(Sotomayor’s critics) are running together two different ideas of impartiality. One principle is that judges should be impartial in interpreting the law — they should apply the law no matter what its content happens to be, regardless of who comes before them. The second idea is that the content of the law should have a certain character — it should allow for no distinctions whatsoever based on group membership or personal characteristics. But suppose the law allows for such distinctions, for example, as current law does for certain affirmative action programs. Then the first principle of impartial application of the law whatever it may be conflicts with the second principle of neutrality with respect to groups, or, in this case, colorblindness. This problem happens all the time.
So by the second definition, impartiality requires activist judging. A lot of it. But Balkin’s point also hints at why the first definition — the type of impartiality Balkin says “we normally expect” judges to demonstrate — seems odd to me as well. It portrays judges as orienteers, making their way through the American wilderness guided only by a compass pointing straight north to Constitutional ideals. But any judge outside the Supreme Court — and to a certain extent, thanks to the pressures of stare decisis, Supreme Court justices as well — are bound not just by fidelity to the Constitution (much less the principles presumed to be behind it), but to a body of statutory law and precedent. (If they weren’t, Supreme Court decisions wouldn’t matter at all.)
And the fingerprints of circumstance, of partiality, are all over this body of law. Precedent is the product of case law, the application of principle and statute to a particular set of circumstances, and honoring it often requires determining which “framework case” is most similar to the one at hand. No one who has spent any time in Washington believes that federal laws are any sort of pure expression of Constitutional principles. Even the Constitution itself exists in its current state only because of a series of compromises and negotiations. (No one who has read Catherine Drinker Bowen’s excellent book Miracle at Philadelphia could possibly mistake the Constitution for a set of tablets handed to George Washington on Mount Sinai.)
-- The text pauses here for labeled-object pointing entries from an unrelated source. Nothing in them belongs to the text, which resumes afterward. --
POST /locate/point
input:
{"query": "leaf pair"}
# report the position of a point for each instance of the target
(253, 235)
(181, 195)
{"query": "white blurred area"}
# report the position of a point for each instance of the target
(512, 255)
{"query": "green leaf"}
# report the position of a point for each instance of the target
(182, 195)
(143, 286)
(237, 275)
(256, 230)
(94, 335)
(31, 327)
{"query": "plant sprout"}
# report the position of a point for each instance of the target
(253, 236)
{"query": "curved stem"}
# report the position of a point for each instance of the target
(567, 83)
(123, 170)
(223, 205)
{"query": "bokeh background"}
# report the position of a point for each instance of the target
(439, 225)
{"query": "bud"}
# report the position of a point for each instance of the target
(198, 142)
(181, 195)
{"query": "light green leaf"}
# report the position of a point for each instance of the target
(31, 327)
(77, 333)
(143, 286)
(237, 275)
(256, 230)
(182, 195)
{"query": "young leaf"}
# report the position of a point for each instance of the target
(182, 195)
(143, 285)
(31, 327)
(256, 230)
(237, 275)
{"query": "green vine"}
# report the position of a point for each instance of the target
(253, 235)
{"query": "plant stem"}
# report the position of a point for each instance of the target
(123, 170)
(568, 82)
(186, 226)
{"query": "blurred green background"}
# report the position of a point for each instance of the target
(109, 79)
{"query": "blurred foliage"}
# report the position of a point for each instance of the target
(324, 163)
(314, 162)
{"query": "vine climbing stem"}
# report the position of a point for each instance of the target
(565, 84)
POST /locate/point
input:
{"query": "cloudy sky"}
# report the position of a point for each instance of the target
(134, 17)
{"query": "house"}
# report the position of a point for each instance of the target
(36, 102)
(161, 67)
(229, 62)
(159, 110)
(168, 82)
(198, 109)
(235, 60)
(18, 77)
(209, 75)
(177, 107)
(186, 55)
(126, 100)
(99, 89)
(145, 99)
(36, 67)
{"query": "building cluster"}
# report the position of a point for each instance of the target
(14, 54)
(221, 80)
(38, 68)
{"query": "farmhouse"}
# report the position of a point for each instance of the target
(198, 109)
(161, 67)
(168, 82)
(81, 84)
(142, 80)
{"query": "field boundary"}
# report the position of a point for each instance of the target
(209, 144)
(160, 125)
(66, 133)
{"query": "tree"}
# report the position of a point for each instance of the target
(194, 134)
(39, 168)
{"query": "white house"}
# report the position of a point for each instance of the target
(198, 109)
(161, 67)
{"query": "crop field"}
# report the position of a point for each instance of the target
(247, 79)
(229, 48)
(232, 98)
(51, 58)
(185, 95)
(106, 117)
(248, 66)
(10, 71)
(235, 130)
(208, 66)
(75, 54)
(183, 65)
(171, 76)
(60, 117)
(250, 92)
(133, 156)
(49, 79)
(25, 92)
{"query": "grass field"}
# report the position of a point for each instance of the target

But even as we admit that the way that laws get made looks like, well, the manufacture of sausage, we expect that judges should stay unwaveringly loyal to these laws. (Any accusation of “legislating from the bench” implies that judges must remain bound by law, not principle, until instructed to do otherwise by a legislature.) We allow the people making law to represent their constituents — in fact, we generally encourage them to resemble their constituents and celebrate their own biographies — but we deny the same sort of personality to the judges who are instructed to interpret the products of politicians’ labor. Those who make law and those who apply it appear as completely different kinds of people, creating an odd divide that often makes it difficult to see the connection between the law of policy and the law of the judicial system at all. Furthermore, the double standard encourages politicians to develop larger-than-life personalities, while discouraging judges from demonstrating personality at all (see also: “pushy,” “sharp-tongued”). As Adam Serwer of the American Prospect put it on Twitter: “If there’s no place for empathy in the courtroom, why don’t we just get Google to design our new robo-judges?”
The other problem is the way the public views law itself. The notion of the “rule of law” requires some odd alchemy. At some point in the process, ugly, compromise-filled, politically contingent legislation becomes stone-encoded, immutable Law. Alternatively, a detail-filled, context-dependent case becomes a guiding light of Precedent. It makes perfect sense that the bodies responsible for performing both of these transmutations should acquire outsized significance in the public eye. The alchemists of Precedent — Supreme Court justices — are nine beneficiaries of this; the Senate is gearing up for a massive confirmation battle over a judge whose two prior federal appointments it approved without incident, and no one seems to think this is strange at all. But in order for the transformation of legislation into Law to be meaningful, extraordinary symbolic power must be given to the act of signing it into law — done, of course, by the President.
The imperial Presidency and the rule of law are often seen as antagonists, and in many cases that’s true. But the very notion that the law is greater than any human being, including those who made it and those who interpret it, requires enhancing the stature of the man at the top.